Research based at University of North Florida found that South Korean consumers who are more religious are also more likely to be repeat store customers. This was true whether the religious folks were Protestants, Catholics, or Buddhists—the three alternatives represented in the study sample. Consumers showing lower levels of religiosity or declaring themselves to be non-religious were more likely to switch stores from one shopping trip to the next.
What does this research finding mean for you? Allegiance to one’s religious faith is at a whole different dimension of personal importance than resisting store switching. But the stores which earned the repeat business probably maintained the faith of their customers. These retailers kept their promises. Another study—this one based in South Korea at Seoul National University—concluded that when employees are seen as showing good citizenship behavior, customer satisfaction grows.

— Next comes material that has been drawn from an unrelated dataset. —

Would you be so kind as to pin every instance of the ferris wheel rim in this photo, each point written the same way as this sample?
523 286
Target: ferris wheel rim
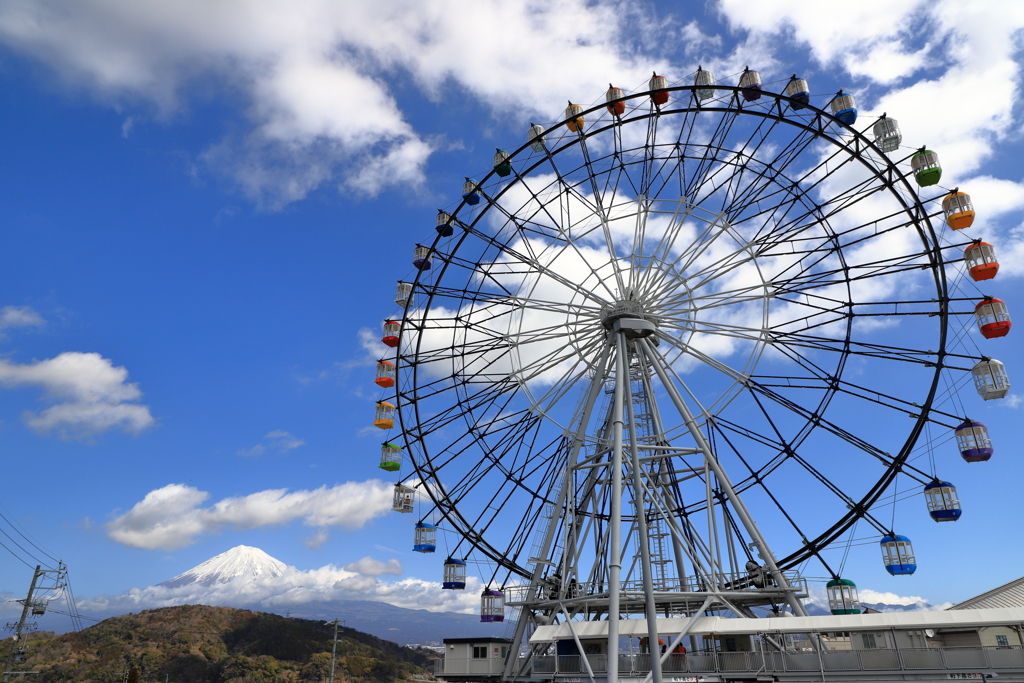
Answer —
921 221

The Seoul National University study said more, though: The effectiveness of employee citizenship was highest when salespeople spent time interacting with the shoppers. If you leave the shoppers by themselves—unaware of the values held by the store operators—you lose some of the advantage. On the other hand, when you show shoppers the similarity of your store’s makeup to their own makeup, you build commitment to shopping with you.
This last point leads to another lesson about long-term payoff: To attract customers who will shop with you religiously, you could get your store involved with religious activities in the community. However, if you fake your store’s personality and values, you’ll probably chase off customers when the fakery reveals itself. That one is a lesson from research out of University of British Columbia and INSEAD-Singapore. But if you and your staff members are people of faith, you don’t need research citations, since you already knew that, didn’t you?